Mobile meth lab found during traffic stop

YORK COUNTY, Va. (WAVY) – A Maryland woman is facing several charges after troopers say they found a mobile methamphetamine lab during a suspect DUI traffic stop in York County Monday night.

Sgt. Michelle Anaya with the Virginia State Police said troopers spotted a 2005 Chrysler traveling erratically in the eastbound lanes of Interstate 64 around 8:30 p.m. During a traffic stop near the Lightfoot Exit, troopers noticed the driver under the influence and the mobile meth lab was found in the vehicle compartment.

Christie Ann Smith
Christie Ann Smith

York County’s HazMat crew was dispatched to the scene to contain the lab.

The driver, Christie Ann Smith, 39, was arrested and charged with driving under the influence of drugs, two counts possession of a controlled substance, false identity, no valid operator’s license, driving while suspended and manufacturing methamphetamine.

While most meth labs are housed in residences, Virginia State Police Lieutenant told WAVY.com mobile meth labs are increasing: “As meth labs increase, so do mobile meth labs.”

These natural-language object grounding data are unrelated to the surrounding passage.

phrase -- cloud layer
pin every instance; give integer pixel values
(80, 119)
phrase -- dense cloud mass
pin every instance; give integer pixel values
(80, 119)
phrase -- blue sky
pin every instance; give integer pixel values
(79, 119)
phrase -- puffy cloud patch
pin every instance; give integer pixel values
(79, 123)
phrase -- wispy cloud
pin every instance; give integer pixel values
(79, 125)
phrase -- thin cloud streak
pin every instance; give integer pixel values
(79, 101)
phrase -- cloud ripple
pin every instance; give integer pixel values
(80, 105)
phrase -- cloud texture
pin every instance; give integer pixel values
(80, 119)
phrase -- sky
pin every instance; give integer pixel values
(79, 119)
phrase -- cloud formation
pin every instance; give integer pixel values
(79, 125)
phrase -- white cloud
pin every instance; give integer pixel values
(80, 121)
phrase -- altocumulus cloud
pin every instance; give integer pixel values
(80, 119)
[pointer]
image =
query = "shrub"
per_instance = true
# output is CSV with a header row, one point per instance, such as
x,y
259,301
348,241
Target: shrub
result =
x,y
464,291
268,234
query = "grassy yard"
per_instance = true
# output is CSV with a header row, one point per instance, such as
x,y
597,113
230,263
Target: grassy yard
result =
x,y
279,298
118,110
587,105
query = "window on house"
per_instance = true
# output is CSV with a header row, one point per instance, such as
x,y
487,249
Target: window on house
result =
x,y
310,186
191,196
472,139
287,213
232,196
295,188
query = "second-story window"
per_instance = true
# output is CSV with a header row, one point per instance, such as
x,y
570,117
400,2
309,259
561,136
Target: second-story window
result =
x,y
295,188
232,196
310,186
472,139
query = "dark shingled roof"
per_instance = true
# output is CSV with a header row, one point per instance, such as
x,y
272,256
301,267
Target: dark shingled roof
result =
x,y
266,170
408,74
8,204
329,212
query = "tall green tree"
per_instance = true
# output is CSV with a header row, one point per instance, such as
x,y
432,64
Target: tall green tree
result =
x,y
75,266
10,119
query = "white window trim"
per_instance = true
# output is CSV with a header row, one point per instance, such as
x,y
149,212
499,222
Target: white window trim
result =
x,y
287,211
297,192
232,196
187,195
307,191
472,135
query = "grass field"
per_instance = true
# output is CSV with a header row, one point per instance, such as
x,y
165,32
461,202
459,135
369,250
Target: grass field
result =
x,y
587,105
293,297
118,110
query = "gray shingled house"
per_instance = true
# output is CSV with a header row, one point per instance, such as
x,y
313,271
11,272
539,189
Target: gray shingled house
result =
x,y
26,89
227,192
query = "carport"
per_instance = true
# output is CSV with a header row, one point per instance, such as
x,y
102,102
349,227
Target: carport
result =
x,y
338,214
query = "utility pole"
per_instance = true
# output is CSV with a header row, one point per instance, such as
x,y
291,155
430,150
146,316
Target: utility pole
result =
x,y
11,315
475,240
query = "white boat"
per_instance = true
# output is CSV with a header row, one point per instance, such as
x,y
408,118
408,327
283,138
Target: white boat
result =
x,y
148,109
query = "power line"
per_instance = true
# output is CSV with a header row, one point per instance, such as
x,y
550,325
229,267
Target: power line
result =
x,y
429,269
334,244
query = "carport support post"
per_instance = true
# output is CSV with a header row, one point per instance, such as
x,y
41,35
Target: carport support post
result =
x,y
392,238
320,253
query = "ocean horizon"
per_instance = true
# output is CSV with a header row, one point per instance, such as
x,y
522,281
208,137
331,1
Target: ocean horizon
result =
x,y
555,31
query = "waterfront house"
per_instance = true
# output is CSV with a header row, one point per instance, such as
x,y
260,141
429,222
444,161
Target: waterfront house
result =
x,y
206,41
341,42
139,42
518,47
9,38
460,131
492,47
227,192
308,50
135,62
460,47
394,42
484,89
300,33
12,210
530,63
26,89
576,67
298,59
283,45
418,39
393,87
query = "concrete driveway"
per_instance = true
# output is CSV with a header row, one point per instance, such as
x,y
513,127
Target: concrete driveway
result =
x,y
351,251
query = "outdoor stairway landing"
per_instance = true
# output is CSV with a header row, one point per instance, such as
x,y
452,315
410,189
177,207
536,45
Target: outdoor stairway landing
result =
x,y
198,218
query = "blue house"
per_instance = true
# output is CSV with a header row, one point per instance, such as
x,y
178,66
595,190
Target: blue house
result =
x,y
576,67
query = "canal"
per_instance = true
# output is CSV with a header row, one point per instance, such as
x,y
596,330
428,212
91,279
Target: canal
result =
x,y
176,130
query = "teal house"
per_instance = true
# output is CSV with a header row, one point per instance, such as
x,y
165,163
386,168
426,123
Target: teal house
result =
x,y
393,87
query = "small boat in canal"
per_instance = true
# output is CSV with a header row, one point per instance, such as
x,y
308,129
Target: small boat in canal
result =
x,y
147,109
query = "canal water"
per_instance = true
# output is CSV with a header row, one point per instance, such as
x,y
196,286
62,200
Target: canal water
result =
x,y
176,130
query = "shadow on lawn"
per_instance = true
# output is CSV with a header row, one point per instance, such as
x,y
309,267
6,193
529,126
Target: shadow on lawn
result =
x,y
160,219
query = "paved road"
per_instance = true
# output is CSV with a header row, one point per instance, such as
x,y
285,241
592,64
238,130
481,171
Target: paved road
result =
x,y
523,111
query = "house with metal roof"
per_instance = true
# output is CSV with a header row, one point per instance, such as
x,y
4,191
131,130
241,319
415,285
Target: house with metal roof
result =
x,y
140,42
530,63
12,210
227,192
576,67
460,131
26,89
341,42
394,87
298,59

In 2012, 28 mobile meth labs were discovered in Virginia. In 2013, that number jumped to 38. Robinson said the increase is simply because meth is increasing in popularity. And with the drug more prevalent, the danger associated with it is more prevalent.

“You have the danger of explosives, and some of the gases associated with meth labs are dangerous,” Robinson said. “They’re not safe for you to inhale. There’s ammonia gas, hydroch acid gas and you also have the fire danger.”

And transporting the illegal drugs while they are still in the cooking process only increases the risk involved.

“There’s the risk of an explosion or fire. I know there’s been incidents of that in other states where people driving in cars have the meth lab explode in the car,” he said. “We’ve had explosions and fires here in Virginia, but all the ones I’m aware of happened in residences.”